Monday, August 8, 2016

Irish Freight Transport Association Objects to French Road Haulage Truck Driving Law

Repeal or Match with Reciprocal Rules on Minimum Drivers Wages Says FTAI
Shipping News Feature
FRANCE – IRELAND – The joke of the ‘Loi Macron’, brainchild of French Minister of the Economy, Industry and Digital Affairs, Emmanuel Macron, is that it has been publicised as a method of freeing the country’s economy somewhat from its strict employment laws and opening up to a more European standpoint, yet the section covering the minimum wage for foreign freight and coach drivers engaged in road haulage operations is now seen as doing the exact opposite. Industry stakeholders are asking how a rule insisting truck drivers’ wages are decided by the French, no matter where they hail from, be described as loosening the country’s over regulated economy, as our recent article listing the regulations pointed out.

Now the Freight Transport Association in Ireland (FTAI) is asking the Irish government to either force the repeal of the law or introduce reciprocal measures. The Macron Law itself covers a raft of changes, many already watered down to gain acceptance in the French Parliament, but the idea of controlling the wages of overseas workers whilst they are engaged in international transport operations seems to the FTAI to directly contradict the spirit and principles of the European Community.

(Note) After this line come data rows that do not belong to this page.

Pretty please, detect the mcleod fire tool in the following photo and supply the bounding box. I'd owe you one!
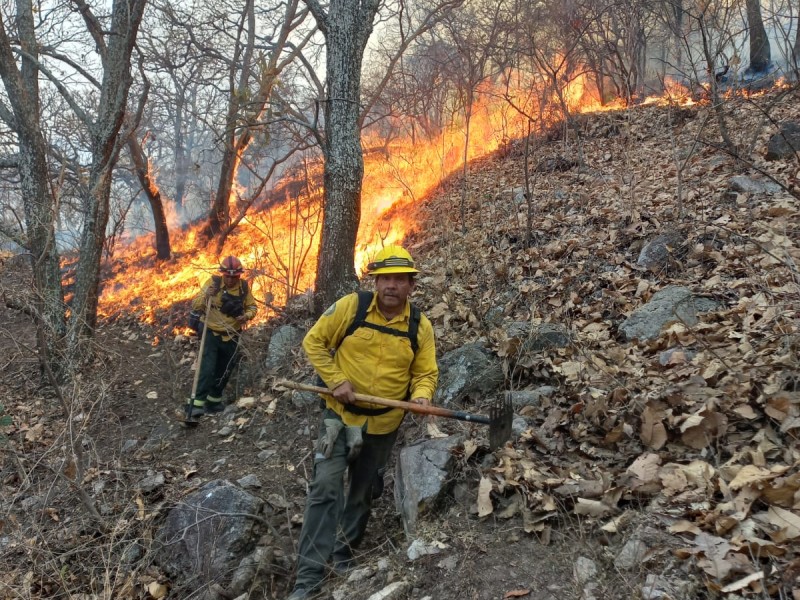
[275,379,514,448]
[182,296,211,427]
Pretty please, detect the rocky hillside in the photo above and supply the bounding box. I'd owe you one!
[0,85,800,600]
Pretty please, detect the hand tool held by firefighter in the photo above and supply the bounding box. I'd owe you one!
[275,379,514,448]
[317,419,344,458]
[184,296,211,427]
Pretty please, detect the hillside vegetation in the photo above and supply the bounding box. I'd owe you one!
[0,85,800,600]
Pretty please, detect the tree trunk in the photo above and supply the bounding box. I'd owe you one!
[748,0,771,74]
[307,0,378,313]
[68,0,147,346]
[128,134,172,260]
[0,0,66,372]
[172,79,189,213]
[792,3,800,75]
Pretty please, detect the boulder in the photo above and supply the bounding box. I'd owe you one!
[506,321,571,356]
[765,121,800,160]
[394,436,463,538]
[619,285,719,341]
[436,343,505,406]
[264,325,303,372]
[728,175,781,195]
[158,479,264,589]
[636,231,686,271]
[508,385,556,412]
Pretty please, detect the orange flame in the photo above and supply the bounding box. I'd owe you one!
[95,70,712,332]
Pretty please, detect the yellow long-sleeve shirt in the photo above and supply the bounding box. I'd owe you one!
[303,294,439,434]
[192,277,258,341]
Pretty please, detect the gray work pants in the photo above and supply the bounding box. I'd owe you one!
[295,409,397,589]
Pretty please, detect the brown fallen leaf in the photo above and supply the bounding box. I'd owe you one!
[478,477,494,517]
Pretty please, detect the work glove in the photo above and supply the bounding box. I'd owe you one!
[317,419,344,458]
[345,425,364,462]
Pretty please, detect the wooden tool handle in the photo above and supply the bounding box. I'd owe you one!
[275,379,489,425]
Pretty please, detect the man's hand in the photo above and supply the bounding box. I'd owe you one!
[333,381,356,404]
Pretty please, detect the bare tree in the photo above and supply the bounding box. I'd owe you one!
[0,0,66,360]
[745,0,771,73]
[304,0,463,312]
[434,2,507,233]
[63,0,147,350]
[204,0,313,237]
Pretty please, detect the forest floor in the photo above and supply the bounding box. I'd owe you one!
[0,84,800,600]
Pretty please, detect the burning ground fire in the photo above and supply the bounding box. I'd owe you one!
[100,76,700,333]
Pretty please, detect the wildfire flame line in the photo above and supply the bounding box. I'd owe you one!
[99,75,690,333]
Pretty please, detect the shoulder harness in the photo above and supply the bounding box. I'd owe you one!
[211,275,248,300]
[339,290,422,354]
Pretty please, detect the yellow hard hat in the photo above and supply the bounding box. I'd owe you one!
[367,246,419,275]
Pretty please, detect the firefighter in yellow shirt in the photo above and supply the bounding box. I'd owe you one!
[287,246,439,600]
[184,256,257,423]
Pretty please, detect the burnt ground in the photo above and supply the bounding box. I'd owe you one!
[0,269,676,600]
[0,90,800,600]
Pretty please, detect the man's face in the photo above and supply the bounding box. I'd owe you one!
[222,273,239,288]
[375,273,414,316]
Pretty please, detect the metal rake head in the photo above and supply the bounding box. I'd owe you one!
[489,392,514,448]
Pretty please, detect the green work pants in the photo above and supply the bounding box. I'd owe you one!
[195,329,239,401]
[295,409,397,589]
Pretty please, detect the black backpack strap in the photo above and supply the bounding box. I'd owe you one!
[339,290,375,345]
[408,304,422,354]
[339,290,422,354]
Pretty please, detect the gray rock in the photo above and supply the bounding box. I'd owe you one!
[138,472,164,494]
[436,344,505,406]
[636,231,686,271]
[765,121,800,160]
[658,348,697,367]
[236,473,261,490]
[394,436,463,536]
[619,285,719,341]
[406,539,442,560]
[264,325,303,372]
[257,448,278,460]
[367,579,411,600]
[228,546,274,595]
[347,567,373,583]
[614,538,649,571]
[511,416,528,437]
[728,175,781,194]
[483,306,505,328]
[157,479,264,589]
[506,321,571,357]
[142,424,175,454]
[572,556,597,587]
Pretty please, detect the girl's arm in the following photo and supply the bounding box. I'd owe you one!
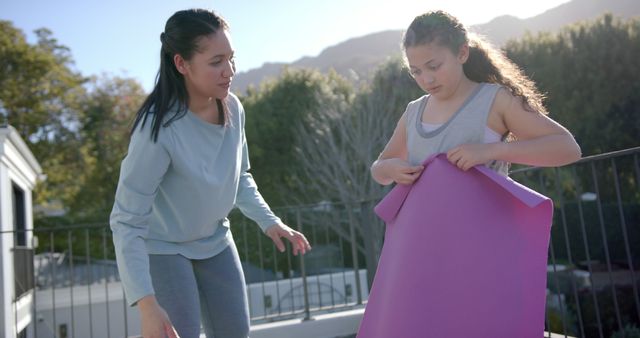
[496,90,581,167]
[371,113,423,185]
[447,89,581,170]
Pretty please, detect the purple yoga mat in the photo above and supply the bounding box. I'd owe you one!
[358,154,553,338]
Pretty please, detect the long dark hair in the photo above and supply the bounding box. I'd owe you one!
[131,9,229,142]
[402,11,547,114]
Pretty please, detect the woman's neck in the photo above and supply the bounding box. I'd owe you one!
[189,97,220,124]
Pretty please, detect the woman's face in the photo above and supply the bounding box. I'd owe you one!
[178,30,235,99]
[406,43,469,99]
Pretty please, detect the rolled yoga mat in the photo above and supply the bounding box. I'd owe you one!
[357,154,553,338]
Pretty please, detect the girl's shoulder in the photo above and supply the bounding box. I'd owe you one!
[404,94,429,117]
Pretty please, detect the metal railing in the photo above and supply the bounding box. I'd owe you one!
[6,147,640,337]
[511,147,640,337]
[6,204,368,338]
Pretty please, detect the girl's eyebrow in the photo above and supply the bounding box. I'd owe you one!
[209,50,236,60]
[409,58,435,68]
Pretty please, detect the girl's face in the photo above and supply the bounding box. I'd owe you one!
[176,30,235,99]
[406,42,469,99]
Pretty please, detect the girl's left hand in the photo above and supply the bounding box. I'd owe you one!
[265,223,311,256]
[447,143,499,171]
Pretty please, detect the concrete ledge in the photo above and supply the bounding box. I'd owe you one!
[250,308,364,338]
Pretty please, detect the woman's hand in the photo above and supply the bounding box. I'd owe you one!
[265,223,311,256]
[379,158,424,185]
[447,143,500,171]
[138,295,180,338]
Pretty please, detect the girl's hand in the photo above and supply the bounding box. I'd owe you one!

According to FTAI’s interpretation the Macron law rules do not apply to transit operations through France, only to transport operations in France, and don’t apply to self-employed drivers either. The law is notionally intended to enforce the French minimum wage. It requires transport companies to submit a ‘posting’ certificate for each worker, which must be renewed every six months. The employer must also appoint a company representative in France for the duration of the transport operation plus 18 months. Neil McDonnell, FTA Ireland General Manager commented:

“This law is ludicrous and totally unfair to our members. It constitutes a direct assault on the principle of free movement of goods and services throughout the EU. It is a cynical protectionist measure, designed to make transport operations within French territory administratively difficult, unless carried out on French vehicles. FTA Ireland considers these rules to be a ridiculous interpretation of Directive 96/71/EC, which applies to workers posted to another country.

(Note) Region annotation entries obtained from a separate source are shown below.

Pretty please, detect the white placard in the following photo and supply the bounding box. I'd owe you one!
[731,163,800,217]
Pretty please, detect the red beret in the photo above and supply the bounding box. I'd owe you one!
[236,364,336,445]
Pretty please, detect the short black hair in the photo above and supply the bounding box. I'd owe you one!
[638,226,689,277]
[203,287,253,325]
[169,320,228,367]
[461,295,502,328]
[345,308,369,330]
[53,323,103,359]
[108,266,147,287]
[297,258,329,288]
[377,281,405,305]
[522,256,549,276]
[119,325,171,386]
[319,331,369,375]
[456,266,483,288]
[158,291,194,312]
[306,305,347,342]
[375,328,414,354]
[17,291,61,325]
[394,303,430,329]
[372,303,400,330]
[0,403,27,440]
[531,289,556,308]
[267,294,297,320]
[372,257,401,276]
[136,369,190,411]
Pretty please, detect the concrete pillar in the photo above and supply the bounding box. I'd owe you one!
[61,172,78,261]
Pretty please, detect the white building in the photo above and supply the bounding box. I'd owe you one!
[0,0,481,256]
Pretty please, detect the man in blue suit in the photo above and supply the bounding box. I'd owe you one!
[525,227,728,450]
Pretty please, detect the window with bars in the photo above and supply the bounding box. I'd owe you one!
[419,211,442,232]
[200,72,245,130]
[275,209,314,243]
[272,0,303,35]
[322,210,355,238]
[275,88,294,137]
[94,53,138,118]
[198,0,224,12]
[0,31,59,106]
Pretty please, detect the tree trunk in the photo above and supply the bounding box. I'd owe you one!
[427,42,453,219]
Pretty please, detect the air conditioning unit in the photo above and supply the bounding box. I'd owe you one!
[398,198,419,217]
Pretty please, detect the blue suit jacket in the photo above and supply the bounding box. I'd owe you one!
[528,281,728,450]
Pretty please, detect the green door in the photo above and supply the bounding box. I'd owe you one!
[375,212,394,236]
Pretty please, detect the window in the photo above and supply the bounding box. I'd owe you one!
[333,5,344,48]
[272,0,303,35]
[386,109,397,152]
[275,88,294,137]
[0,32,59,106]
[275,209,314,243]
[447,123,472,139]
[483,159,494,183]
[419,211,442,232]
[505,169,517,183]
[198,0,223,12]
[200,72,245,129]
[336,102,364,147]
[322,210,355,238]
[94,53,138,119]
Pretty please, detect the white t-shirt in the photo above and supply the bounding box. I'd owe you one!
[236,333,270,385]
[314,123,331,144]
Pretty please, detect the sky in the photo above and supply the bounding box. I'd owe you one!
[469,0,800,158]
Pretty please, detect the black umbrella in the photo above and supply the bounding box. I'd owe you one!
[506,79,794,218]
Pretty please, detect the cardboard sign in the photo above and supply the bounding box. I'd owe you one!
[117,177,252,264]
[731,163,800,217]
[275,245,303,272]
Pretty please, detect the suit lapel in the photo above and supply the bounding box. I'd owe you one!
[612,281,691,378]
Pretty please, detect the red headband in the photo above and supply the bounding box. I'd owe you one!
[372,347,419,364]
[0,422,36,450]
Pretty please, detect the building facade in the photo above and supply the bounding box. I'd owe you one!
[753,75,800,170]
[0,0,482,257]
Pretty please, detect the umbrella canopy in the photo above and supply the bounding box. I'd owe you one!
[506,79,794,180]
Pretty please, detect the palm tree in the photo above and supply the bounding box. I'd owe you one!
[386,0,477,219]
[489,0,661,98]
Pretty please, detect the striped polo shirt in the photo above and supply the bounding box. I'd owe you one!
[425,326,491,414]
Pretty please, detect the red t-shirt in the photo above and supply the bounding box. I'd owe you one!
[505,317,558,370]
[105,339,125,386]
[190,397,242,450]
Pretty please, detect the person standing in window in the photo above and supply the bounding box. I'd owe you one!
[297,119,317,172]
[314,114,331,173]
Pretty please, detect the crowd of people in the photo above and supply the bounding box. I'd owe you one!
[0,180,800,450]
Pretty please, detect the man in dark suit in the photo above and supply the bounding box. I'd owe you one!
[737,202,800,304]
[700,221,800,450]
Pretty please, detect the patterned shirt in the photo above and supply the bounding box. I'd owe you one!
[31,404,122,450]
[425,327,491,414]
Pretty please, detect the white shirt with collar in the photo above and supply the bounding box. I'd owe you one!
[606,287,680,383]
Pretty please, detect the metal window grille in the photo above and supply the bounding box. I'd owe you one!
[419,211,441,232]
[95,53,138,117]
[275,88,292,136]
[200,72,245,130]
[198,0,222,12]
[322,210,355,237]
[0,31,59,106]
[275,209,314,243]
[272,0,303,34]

“The directive was never intended to apply to workers temporarily operating in another country on transport operations. This new French legislation is even more complicated than we originally feared. For truck drivers, the minimum hourly wage ranges from €9.68 to €10.00, depending on the weight of the truck and the qualification of the driver. For coach drivers, the hourly rate ranges from €10.11 to €10.64.”

The FTAI also highlighted that while the French authorities failed to provide details of their new minimum wage laws prior to enactment, these are now available in translated format here along with a link to Frequently Asked Questions. Reading the information it would appear that, although those merely transiting the country with no loading or offloading in France, are not covered by the legislation, they are still liable to be asked to prove this, and vehicles of any weight, including those less than 3.5 tonnes, i.e. van drivers will be required to comply fully with the rules.

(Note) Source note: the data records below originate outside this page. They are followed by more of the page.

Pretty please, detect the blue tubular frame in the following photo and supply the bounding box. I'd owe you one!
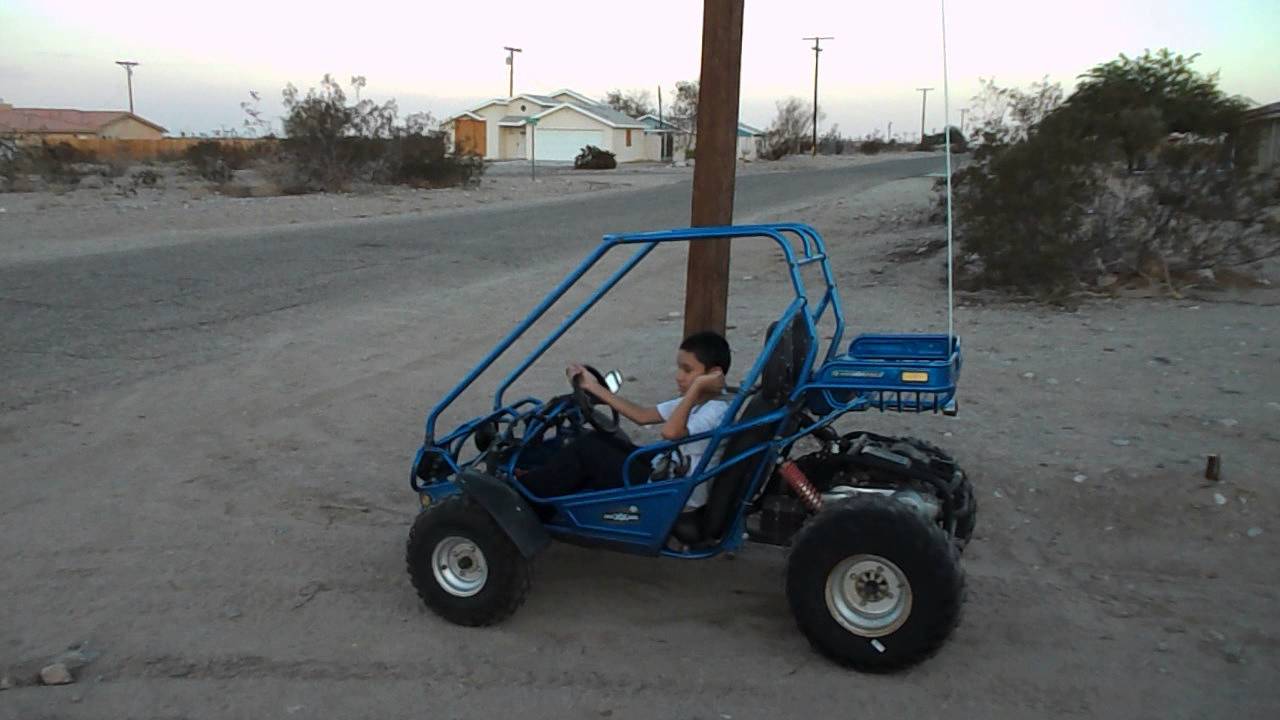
[424,223,845,446]
[410,223,959,557]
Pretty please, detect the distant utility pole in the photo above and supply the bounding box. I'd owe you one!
[115,60,138,115]
[503,47,524,97]
[801,37,836,158]
[915,87,933,142]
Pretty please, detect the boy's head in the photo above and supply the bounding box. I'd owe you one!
[676,331,732,393]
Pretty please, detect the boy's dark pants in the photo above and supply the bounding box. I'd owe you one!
[520,432,649,497]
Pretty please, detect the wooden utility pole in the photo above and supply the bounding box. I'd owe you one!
[503,47,524,97]
[800,37,836,158]
[685,0,744,336]
[115,60,138,115]
[915,87,933,143]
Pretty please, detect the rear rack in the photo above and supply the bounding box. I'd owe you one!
[804,334,961,415]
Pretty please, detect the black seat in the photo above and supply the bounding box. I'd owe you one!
[677,314,813,543]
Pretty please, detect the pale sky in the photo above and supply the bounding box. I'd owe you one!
[0,0,1280,136]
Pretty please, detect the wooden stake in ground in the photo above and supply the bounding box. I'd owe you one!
[685,0,744,336]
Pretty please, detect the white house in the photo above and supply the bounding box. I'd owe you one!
[444,90,659,163]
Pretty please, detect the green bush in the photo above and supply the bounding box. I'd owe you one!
[952,50,1280,295]
[573,145,618,170]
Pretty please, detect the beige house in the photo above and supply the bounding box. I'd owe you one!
[0,102,166,142]
[444,90,659,163]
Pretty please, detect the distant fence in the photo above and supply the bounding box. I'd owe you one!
[5,136,275,160]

Both a compliance certificate and a copy of the driver’s contract are required to be in the vehicle cab at all times whilst in France. Failure to carry a valid, compliant certificate on board the vehicle will be punishable by a class 4 fine (up to a maximum of €750). Failure to carry the employee’s contract of employment and, where applicable, the employee secondment agreement on board the vehicle will be punishable by a class 3 fine (up to a maximum of €450).

To its critics France would seem yet again to have turned a simple principle into a complex, rule ridden piece of legislation, both unwieldy and expensive to comply with and weighted heavily in favour of the host country, rather than the European ideal. It remains to be seen where the UK stands with regards to future status, as Brexit negotiations will doubtless mean any French rulings will apply to British truck and coach drivers, no matter what happen to those from the EU.